Maroc : Manifestation pour la libération d’un membre du M20 qui aurait imité le roi

Yabiladi, 24 décembre 2012 :

Officiellement arrêté le 10 décembre dernier pour trafic de drogue et détenu depuis lors, Driss Bouterrada, membre du Mouvement du 20 février [M20] est entre les mains de la justice. L’AMDH et le M20 dénoncent de « fausses accusations » et réclament sa libération ainsi que celle de tous les autres « détenus politiques ».

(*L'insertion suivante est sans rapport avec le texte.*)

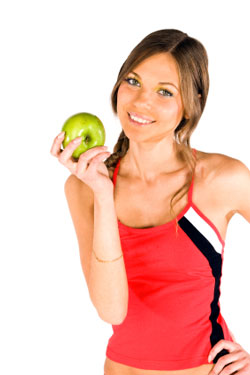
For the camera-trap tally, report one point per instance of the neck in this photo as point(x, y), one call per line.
point(147, 161)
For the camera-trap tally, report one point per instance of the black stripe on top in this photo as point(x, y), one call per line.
point(215, 261)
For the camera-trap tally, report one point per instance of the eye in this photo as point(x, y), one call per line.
point(131, 79)
point(166, 91)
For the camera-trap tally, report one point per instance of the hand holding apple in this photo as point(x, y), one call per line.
point(89, 167)
point(86, 125)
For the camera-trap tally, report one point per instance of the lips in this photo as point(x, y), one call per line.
point(141, 116)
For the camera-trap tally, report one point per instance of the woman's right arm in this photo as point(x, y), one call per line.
point(89, 193)
point(95, 223)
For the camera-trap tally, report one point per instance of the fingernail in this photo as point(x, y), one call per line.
point(77, 140)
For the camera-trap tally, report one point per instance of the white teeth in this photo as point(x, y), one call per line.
point(139, 120)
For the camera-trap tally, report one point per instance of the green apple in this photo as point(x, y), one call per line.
point(86, 125)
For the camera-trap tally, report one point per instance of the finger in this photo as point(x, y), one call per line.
point(226, 362)
point(66, 154)
point(56, 146)
point(88, 155)
point(83, 161)
point(233, 368)
point(222, 344)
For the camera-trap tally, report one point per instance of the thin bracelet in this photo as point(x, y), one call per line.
point(105, 261)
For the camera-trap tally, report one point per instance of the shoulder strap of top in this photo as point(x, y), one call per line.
point(116, 171)
point(190, 191)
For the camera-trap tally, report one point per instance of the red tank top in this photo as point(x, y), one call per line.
point(173, 318)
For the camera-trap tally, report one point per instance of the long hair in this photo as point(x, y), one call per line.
point(192, 63)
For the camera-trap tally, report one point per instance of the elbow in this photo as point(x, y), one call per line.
point(116, 319)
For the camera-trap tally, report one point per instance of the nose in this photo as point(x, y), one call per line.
point(143, 100)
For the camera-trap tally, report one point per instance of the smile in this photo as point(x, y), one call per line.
point(138, 120)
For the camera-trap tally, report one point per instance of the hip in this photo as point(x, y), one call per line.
point(115, 368)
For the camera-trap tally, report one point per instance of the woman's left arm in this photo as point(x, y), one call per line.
point(240, 188)
point(238, 360)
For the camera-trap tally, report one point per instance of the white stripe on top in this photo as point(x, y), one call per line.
point(204, 228)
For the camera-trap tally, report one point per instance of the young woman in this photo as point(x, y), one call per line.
point(151, 220)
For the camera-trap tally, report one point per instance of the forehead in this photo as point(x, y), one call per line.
point(161, 66)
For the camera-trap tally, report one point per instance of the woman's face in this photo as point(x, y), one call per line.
point(152, 91)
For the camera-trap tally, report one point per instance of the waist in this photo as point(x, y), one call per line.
point(115, 368)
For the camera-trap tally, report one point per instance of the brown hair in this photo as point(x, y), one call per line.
point(192, 62)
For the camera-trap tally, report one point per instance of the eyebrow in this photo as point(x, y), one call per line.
point(161, 83)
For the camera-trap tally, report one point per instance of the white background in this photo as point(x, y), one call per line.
point(59, 58)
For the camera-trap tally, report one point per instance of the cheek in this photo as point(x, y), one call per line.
point(171, 108)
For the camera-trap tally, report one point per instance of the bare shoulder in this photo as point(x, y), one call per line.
point(228, 179)
point(220, 166)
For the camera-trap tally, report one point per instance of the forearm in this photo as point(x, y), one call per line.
point(107, 281)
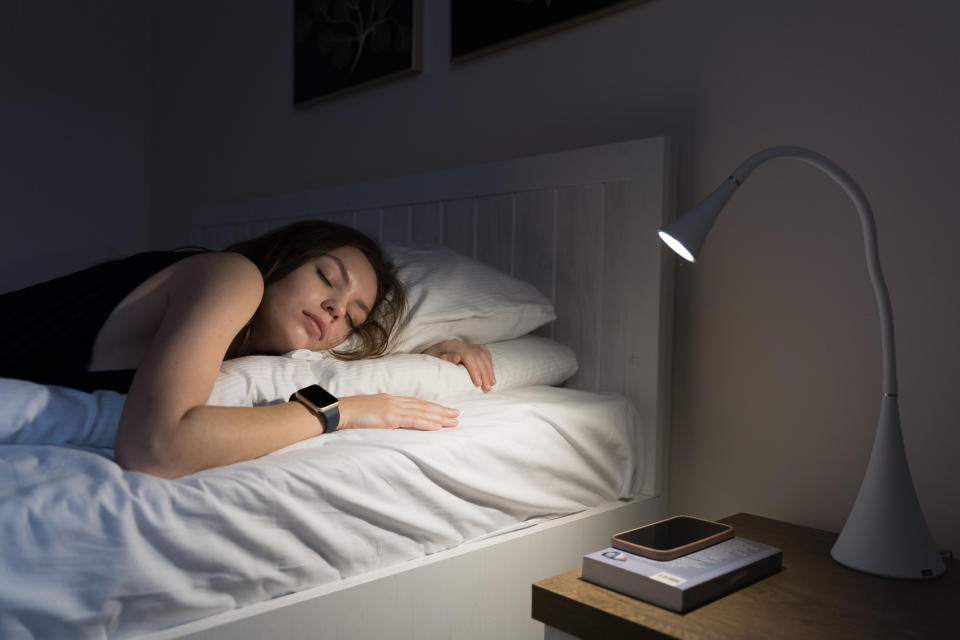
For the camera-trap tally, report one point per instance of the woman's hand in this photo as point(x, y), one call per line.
point(475, 357)
point(384, 411)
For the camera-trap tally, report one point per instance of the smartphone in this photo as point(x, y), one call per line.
point(671, 538)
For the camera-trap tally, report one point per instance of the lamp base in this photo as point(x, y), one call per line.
point(885, 533)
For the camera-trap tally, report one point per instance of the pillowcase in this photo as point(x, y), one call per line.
point(256, 380)
point(452, 296)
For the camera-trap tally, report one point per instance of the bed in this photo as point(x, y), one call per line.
point(382, 533)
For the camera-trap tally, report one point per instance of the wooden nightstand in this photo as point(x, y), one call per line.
point(812, 597)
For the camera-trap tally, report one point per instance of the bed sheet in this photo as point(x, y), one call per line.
point(90, 550)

Des jeunes du Mouvement du 20 février [M20] et des militants des droits de l’homme sont descendus dans les rues de Rabat, dimanche 23 décembre, pour réclamer « la libération de Driss Bouterrada et [celle] de tous les prisonniers politiques », selon les déclarations à l’AFP de la présidente de l’AMDH, Khadija Riyadi.

« Procès injuste »

Driss Bouterrada est un vendeur ambulant d’une trentaine d’années et membre du M20 depuis sa fondation en 2011. Il a été arrêté le 10 décembre dernier et détenu depuis lors dans une prison de Salé. Accusé de trafic de drogue, il est passé devant la cour de justice lundi dernier.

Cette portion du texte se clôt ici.